Last Man Standing (1996) is an action movie with intense gunfights set in the Prohibition Era.
Synopsis: A gunman for hire, John Smith (Bruce Willis) stops at a ghost town called Jericho as he travels through Texas to Mexico. Jericho is run by two rival mafia gangs - the Italians, led by Strozzi (Ned Eisenberg) and the Irish, led by Doyle (David Patrick Kelly).
Both gangs have a truce but tensions still run high. Smith begins to seize the opportunity to play on both sides for money. However, he becomes too involved and the situation spirals out of control when everyone wants him dead for good.

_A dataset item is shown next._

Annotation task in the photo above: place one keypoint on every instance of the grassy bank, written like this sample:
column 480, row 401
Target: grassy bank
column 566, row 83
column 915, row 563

Here's a verdict from the Internet: Last Man Standing is such a desperately cheerless film, so dry and laconic and wrung out, that you wonder if the filmmakers ever thought that in any way it could be... fun. It contains elements that are often found in entertainments - things like guns, gangs and spectacular displays of death - but here they crouch on the screen and growl at the audience. Even the movie's hero is bad company. The victory at the end is downbeat, and there is an indifference to it. This is such a sad, lonely movie.
The comment is pretty straightforward but it sums up the entire movie. In my opinion, the sole redeeming value of this movie is the presence of Bruce Willis as the hard-to-die Smith. Well, Christopher Walken as Hickey, one of Doyle's right-hand man, gives up quite a fight too.
If you want to watch some really intense, bullshit gunfights with style and charisma, you might like this movie.